La prison n'est pas un lieu que l'on traverse. C'est un espace fermé, hors de la vue et de la pensée de la cité. Et pourtant, quelques instants, sous le soleil de l'été, cet espace s'est entr'ouvert. Le chant des détenus a résonné depuis l'intérieur de la prison et s'est noué un lien entre eux et ceux du dehors. Les voix se sont depuis éteintes, mais elles ont été entendues et cela suffit.

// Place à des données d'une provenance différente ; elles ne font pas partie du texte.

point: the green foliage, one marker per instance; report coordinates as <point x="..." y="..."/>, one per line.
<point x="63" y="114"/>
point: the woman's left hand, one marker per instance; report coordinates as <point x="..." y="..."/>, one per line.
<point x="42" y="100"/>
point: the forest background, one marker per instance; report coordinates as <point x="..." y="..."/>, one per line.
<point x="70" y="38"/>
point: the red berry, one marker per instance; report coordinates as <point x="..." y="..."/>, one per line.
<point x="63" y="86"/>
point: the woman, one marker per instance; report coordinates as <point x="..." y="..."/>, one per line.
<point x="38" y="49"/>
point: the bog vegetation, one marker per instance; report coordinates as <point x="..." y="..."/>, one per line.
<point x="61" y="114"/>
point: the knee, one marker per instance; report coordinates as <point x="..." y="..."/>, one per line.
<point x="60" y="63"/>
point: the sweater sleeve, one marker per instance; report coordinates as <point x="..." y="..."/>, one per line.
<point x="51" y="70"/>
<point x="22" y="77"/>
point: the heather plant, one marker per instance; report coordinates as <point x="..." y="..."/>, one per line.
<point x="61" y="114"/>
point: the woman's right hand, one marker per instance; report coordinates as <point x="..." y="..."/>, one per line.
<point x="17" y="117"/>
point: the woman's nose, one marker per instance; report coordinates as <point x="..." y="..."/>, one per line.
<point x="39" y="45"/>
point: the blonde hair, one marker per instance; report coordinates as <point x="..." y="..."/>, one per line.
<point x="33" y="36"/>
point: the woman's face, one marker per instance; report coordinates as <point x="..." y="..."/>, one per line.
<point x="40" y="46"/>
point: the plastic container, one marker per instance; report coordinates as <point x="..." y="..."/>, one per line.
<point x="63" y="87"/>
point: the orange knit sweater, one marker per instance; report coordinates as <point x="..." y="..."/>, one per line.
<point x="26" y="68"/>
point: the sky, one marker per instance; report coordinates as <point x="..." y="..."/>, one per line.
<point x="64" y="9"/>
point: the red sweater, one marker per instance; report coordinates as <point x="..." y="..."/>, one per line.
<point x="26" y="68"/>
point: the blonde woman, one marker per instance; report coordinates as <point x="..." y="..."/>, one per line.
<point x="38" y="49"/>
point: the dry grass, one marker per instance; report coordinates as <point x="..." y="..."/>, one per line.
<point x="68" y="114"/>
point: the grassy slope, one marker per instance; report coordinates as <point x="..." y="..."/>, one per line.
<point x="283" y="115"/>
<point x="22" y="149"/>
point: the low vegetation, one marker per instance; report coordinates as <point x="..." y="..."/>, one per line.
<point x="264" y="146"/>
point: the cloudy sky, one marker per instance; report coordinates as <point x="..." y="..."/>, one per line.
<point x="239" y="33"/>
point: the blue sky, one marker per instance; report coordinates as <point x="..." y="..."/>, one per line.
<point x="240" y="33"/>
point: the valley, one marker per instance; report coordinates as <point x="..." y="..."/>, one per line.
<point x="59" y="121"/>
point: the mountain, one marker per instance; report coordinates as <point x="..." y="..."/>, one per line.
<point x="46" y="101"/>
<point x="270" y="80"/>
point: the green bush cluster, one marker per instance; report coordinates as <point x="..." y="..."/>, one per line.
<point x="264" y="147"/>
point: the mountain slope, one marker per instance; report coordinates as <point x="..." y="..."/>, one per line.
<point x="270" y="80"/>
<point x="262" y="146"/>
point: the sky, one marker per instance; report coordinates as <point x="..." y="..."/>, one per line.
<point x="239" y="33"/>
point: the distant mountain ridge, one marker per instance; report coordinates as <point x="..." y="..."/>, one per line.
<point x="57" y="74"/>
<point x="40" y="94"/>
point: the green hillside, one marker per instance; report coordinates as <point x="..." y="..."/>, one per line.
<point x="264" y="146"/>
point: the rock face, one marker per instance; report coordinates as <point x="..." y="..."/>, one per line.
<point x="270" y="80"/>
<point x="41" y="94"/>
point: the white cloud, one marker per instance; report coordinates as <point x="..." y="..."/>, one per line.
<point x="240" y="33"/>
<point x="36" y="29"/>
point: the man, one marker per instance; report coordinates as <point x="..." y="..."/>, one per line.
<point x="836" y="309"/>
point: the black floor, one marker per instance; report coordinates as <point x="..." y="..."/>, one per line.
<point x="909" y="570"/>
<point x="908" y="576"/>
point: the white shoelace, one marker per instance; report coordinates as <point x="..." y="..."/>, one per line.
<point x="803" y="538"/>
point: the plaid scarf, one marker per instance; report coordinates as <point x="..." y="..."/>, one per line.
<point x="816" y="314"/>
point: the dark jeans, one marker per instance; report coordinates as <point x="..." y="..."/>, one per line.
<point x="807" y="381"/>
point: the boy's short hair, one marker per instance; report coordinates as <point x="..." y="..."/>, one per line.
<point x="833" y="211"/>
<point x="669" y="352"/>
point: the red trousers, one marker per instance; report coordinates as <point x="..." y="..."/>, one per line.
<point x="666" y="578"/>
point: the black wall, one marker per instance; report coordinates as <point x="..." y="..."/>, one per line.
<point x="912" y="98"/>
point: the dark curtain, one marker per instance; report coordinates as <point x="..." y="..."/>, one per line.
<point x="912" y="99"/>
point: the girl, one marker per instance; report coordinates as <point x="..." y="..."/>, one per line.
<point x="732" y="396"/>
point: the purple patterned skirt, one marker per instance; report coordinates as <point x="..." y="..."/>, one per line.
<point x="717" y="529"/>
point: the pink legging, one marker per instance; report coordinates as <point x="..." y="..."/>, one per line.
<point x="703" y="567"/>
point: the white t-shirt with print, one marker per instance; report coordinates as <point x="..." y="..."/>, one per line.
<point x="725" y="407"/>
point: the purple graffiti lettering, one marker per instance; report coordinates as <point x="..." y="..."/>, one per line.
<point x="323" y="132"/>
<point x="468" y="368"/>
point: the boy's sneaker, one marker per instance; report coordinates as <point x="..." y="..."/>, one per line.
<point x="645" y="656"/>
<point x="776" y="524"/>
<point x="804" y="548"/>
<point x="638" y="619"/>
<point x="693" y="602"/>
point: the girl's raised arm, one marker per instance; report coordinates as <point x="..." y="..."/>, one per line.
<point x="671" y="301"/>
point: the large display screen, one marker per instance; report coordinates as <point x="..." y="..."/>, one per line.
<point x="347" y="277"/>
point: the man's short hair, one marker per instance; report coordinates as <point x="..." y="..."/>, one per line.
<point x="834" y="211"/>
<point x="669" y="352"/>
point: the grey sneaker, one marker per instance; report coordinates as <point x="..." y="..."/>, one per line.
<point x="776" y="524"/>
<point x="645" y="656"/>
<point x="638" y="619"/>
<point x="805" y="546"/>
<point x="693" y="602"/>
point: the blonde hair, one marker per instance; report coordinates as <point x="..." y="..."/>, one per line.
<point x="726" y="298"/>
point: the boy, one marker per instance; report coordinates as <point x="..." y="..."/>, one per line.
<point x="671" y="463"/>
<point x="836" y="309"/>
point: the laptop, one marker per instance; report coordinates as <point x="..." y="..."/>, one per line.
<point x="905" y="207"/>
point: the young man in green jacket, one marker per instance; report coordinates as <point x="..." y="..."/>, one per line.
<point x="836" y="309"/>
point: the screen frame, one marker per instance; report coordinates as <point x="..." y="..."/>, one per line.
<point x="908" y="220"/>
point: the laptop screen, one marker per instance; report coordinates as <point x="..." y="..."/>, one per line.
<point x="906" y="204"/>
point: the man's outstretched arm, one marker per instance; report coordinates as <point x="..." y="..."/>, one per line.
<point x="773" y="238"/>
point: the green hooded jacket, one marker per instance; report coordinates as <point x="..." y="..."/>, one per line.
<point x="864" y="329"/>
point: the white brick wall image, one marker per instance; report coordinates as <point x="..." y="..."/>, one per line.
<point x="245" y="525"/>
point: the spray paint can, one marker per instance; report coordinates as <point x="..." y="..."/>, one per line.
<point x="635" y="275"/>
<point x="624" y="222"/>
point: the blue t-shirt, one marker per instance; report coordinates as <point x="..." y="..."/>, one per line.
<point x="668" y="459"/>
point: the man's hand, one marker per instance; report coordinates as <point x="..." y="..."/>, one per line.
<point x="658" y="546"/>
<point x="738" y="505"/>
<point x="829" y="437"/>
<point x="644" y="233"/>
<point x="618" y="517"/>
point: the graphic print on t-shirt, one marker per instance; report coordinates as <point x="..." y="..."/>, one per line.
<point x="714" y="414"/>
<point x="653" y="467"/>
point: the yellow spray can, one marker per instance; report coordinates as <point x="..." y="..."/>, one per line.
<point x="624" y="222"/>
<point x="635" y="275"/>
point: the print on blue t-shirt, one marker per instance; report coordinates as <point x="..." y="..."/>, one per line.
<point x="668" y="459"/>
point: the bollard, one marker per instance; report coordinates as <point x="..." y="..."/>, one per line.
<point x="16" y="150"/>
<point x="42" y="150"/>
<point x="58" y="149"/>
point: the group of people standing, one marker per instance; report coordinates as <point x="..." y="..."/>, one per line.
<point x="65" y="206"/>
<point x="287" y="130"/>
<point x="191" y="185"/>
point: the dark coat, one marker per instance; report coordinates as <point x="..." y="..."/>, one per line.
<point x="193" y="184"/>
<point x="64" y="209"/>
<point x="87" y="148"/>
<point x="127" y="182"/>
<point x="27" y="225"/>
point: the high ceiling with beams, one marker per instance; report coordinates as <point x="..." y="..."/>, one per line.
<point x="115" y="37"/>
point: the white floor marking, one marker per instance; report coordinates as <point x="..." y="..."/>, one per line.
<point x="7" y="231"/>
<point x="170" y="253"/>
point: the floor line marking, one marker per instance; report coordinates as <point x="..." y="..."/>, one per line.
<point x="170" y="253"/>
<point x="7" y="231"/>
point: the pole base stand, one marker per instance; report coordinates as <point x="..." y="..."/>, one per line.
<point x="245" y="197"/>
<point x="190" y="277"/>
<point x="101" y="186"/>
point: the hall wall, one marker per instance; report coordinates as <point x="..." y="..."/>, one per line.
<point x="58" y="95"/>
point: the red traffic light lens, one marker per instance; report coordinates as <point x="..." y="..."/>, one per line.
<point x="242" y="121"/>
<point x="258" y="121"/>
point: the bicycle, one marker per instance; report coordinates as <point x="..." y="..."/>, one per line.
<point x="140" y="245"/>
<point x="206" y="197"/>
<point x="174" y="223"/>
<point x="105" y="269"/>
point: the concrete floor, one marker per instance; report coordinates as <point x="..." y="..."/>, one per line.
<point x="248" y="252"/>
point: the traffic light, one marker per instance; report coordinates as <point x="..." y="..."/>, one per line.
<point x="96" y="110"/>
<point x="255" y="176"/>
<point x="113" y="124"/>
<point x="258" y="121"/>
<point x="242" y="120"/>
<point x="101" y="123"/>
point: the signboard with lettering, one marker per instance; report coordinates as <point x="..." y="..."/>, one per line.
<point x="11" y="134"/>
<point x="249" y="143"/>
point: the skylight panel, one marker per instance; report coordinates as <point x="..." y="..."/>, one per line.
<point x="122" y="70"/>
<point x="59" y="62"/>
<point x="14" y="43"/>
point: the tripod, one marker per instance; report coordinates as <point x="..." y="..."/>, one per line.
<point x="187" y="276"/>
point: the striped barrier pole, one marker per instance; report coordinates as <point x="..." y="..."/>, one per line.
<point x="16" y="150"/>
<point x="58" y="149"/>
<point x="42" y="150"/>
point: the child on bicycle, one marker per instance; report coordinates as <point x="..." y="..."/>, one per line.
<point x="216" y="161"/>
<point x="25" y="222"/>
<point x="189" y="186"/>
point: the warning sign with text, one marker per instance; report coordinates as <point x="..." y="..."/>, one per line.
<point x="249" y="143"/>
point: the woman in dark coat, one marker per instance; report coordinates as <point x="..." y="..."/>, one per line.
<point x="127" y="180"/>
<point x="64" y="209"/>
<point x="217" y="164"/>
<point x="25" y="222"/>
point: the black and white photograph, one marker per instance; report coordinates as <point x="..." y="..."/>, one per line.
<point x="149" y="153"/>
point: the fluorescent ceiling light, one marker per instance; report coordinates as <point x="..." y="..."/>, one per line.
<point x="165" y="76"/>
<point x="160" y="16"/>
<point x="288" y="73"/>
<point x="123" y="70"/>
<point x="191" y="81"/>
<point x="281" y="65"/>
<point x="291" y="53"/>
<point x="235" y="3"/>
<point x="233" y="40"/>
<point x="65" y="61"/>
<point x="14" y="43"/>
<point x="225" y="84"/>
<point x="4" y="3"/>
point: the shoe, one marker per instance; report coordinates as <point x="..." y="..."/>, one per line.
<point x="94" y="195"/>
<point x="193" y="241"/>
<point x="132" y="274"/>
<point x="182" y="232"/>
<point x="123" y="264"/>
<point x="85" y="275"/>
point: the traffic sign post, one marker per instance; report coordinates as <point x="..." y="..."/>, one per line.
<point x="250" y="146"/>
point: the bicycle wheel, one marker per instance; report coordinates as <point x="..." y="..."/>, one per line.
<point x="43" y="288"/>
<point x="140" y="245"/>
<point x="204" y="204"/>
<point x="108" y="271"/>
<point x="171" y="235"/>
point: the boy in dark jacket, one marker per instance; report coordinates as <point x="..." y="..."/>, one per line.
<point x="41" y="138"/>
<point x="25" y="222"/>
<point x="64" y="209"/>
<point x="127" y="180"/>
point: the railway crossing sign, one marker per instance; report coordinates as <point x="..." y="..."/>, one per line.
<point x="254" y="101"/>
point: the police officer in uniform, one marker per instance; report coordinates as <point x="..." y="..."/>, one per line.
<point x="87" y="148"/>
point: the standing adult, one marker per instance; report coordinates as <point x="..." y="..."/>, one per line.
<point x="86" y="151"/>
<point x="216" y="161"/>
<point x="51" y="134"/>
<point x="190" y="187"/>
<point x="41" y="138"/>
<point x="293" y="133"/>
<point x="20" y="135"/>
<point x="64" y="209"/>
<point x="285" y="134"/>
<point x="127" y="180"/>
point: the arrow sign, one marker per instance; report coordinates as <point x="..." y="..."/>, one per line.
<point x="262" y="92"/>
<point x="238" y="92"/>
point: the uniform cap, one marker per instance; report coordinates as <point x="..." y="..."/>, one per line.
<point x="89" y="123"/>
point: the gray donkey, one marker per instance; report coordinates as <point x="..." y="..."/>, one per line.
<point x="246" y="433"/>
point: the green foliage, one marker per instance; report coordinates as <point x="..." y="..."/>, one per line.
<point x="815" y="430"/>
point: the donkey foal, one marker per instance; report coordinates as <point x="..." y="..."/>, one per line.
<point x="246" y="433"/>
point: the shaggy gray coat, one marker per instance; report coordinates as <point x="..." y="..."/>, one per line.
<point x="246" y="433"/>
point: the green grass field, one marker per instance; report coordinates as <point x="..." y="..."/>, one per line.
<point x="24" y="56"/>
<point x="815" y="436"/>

Aujourd'hui, tout a disparu. Ne restent que quelques images, quelques sons, quelques souvenirs. Les spectateurs se sont dispersés. Les détenus sont repartis, hors de nos vies, invisibles en prison ou de retour dans l'anonymat de l'extérieur. Nous ne saurons jamais ce que ce projet a touché en eux. Nous ne saurons jamais non plus ce que ce projet a touché en nous… Si ce n'est l'émotion pure de la rencontre, celle qui advient lorsque ce qui sépare disparaît, lorsque notre simple condition humaine nous réunit.

 

Il y a quelques années, j'étais allé présenter un de mes films dans cette maison d'arrêt d'Orléans. L'expérience m'avait bouleversé.

D'abord, il faut y entrer et franchir, lentement, l'une après l'autre, les portes qui séparent progressivement le visiteur de l'extérieur. La grande nef, les rangées de portes de cellules, les détenus et les gardiens qui circulent… Les souvenirs de films, de livres, mais aussi les idées reçues sur la prison font qu'on ne la découvre pas vraiment. Pourtant, rien ne peut préparer à la sensation éprouvante qui surgit lorsqu'on y entre la première fois.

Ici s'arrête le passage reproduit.